Though the end result looks the same, the added difficulty provides some
deterrence, IMO.
- Anyone, any user can reboot the system. I don't know of another *nix
doing this and this scares me. I'm on RedHat 7.3 and I don't even have
to be on a text console; even if I'm in an X-console, I can still do as
an unprivileged user
$ reboot
and send all users to hell. Haven't tested this from a remote session,
so I group it here. If it also allows any user to do this remotely,
this is hell proper. Not to mention that the default logon menu has
this "Reboot" option, just like Windows.
2. Anyone can mount/umount a floppy or CD by default.

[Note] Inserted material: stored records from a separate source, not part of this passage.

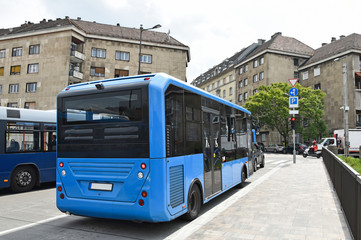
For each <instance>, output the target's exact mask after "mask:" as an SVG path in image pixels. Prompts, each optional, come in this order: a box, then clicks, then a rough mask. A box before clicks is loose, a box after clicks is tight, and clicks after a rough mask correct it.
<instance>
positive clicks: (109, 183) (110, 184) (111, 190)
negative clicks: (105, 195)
mask: <svg viewBox="0 0 361 240" xmlns="http://www.w3.org/2000/svg"><path fill="white" fill-rule="evenodd" d="M89 189H90V190H99V191H112V190H113V184H111V183H90V186H89Z"/></svg>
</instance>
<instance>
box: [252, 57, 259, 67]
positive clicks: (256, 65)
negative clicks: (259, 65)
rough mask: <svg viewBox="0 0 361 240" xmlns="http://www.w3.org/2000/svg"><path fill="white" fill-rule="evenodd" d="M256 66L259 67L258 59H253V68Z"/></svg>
mask: <svg viewBox="0 0 361 240" xmlns="http://www.w3.org/2000/svg"><path fill="white" fill-rule="evenodd" d="M256 67H258V59H256V60H254V61H253V68H256Z"/></svg>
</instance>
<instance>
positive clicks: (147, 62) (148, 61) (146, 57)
mask: <svg viewBox="0 0 361 240" xmlns="http://www.w3.org/2000/svg"><path fill="white" fill-rule="evenodd" d="M140 62H142V63H152V55H148V54H143V55H142V56H141V57H140Z"/></svg>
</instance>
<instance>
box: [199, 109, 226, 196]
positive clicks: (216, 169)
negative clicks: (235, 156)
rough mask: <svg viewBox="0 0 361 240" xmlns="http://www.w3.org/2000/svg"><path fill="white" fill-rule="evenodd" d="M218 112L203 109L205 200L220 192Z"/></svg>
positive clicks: (219, 159)
mask: <svg viewBox="0 0 361 240" xmlns="http://www.w3.org/2000/svg"><path fill="white" fill-rule="evenodd" d="M219 120H220V118H219V111H216V110H212V109H207V110H205V108H203V159H204V194H205V198H207V197H209V196H212V195H213V194H215V193H217V192H219V191H221V190H222V175H221V166H222V161H221V152H220V150H221V149H220V122H219Z"/></svg>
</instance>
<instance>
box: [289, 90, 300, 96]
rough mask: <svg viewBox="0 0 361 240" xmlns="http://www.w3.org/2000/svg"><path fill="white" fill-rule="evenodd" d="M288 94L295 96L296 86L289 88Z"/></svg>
mask: <svg viewBox="0 0 361 240" xmlns="http://www.w3.org/2000/svg"><path fill="white" fill-rule="evenodd" d="M288 94H289V95H290V96H292V97H295V96H297V95H298V90H297V88H291V89H290V91H288Z"/></svg>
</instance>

Shouldn't the
default be not able to, then allow the admin to grant privilege? And
what's wrong with keeping it tight with sudo and stuff?
3. Anyone can run, sigh, even grub. Does this scare someone other than
myself?
RH used to have a slew of networking defaults that were not security
minded. It seems that they are attacking on them over releases. But
these privilege related things are also essential. Looking at what an
ordinary user can do in RH makes a full blown virus attack into my
dreams - nightmare, is this what such a dream is called? The above are
just a few that bothered me most recently. What do you people think?
Maybe we should start a log or something.